What Happens in the Dark . . .
Tump and Miller are the leading advocates of extending the government’s unwarranted ability to spy on people in the United States.
Creative Commons; Wikimedia
House Speaker Johnson’s late-night attempt to ‘scare up’ an extension of the government’s spying authority falls short in Congress
Like a thief in the night, pro-surveillance members of Congress in the House of Representatives tried to force a vote on a powerful surveillance authority at midnight.
Early Friday morning, the House rejected Speaker Mike Johnson’s attempts to call a vote to renew Section 702 of the Foreign Intelligence Surveillance Act (or “FISA”) for 18 months without any critical reforms to protect Americans’ privacy.
This victory over Speaker Johnson’s, President Trump’s, and Stephen Miller’s schemes came after House Republicans offered a smokescreen compromise that would have renewed Section 702 of FISA for five years while still allowing “backdoor” searches of the data of people in the United States who are caught up in a 702 database that’s supposed to be about collecting foreign intelligence. The fake reforms offered overnight, and voted down after 1 a.m. in a marathon House session, would have made it even easier for the government to use 702 data to prosecute Americans without getting a real warrant.

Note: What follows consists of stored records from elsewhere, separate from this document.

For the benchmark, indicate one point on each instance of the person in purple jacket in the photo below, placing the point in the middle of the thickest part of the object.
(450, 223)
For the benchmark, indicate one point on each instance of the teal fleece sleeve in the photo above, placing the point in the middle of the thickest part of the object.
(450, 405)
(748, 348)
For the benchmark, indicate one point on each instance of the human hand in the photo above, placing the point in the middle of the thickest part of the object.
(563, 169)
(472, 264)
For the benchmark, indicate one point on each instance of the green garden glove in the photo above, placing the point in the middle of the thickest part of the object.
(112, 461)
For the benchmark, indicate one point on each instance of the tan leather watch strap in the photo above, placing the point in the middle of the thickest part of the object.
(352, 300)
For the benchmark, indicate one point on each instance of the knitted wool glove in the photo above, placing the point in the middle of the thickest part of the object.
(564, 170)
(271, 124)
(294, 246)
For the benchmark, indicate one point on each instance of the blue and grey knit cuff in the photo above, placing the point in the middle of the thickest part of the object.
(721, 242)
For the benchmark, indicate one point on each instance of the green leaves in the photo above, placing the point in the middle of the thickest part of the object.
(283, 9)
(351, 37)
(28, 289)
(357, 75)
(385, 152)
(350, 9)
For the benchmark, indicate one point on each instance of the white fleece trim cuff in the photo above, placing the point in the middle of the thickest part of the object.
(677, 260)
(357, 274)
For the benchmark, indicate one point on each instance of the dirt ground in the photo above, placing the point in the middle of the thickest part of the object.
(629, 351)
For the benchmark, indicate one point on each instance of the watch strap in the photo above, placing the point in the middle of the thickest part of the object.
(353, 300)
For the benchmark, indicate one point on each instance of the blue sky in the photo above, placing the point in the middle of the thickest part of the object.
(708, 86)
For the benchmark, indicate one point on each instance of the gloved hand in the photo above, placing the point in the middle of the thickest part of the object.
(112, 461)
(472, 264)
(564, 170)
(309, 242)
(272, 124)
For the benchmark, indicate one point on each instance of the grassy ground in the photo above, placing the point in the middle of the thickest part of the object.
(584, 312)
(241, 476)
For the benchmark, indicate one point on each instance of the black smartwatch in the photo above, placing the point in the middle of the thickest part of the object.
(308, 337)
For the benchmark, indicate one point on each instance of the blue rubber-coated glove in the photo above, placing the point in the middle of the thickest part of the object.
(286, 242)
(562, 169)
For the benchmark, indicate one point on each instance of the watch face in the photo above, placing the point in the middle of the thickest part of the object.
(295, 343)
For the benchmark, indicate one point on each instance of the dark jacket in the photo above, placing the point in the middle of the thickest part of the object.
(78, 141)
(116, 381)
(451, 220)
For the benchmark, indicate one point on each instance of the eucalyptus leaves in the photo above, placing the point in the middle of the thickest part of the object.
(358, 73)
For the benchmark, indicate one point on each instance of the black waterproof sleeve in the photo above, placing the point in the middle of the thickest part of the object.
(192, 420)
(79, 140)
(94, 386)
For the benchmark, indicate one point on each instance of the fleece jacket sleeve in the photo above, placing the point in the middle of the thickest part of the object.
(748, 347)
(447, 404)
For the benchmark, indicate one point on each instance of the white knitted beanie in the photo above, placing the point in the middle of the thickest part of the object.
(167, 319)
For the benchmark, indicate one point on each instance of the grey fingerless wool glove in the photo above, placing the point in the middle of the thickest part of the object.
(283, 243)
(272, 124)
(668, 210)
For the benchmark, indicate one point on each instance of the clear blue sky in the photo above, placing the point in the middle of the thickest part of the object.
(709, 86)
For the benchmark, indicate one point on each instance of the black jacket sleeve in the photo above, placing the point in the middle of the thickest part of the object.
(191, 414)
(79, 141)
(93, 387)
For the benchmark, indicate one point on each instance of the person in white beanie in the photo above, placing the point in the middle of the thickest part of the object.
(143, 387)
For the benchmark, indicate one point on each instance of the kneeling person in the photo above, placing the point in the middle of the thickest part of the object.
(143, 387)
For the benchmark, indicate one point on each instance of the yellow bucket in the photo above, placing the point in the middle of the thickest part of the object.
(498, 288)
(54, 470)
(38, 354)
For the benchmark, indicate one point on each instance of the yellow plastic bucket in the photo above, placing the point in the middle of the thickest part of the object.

The Speaker attempted to use the cover of night to take away people’s constitutionally protected rights and enhance the president’s ability to further weaponize the government against his perceived “enemies.” These actions ran counter to democratic principles. Free Press Action is part of a bipartisan coalition that has been demanding that lawmakers enact critical reforms to protect the privacy of people in the United States against warrantless surveillance.
After failing to secure a vote on an 18-month extension, the House instead passed a two-week extension. This is a significant win for now, but there is still significant work in the coming weeks to ensure that critical reforms are included in any Section 702 reauthorization. Last night’s vote also shows that Congress is ready to reject the continued violation of our privacy as a result of loopholes that enable abuses under this surveillance authority.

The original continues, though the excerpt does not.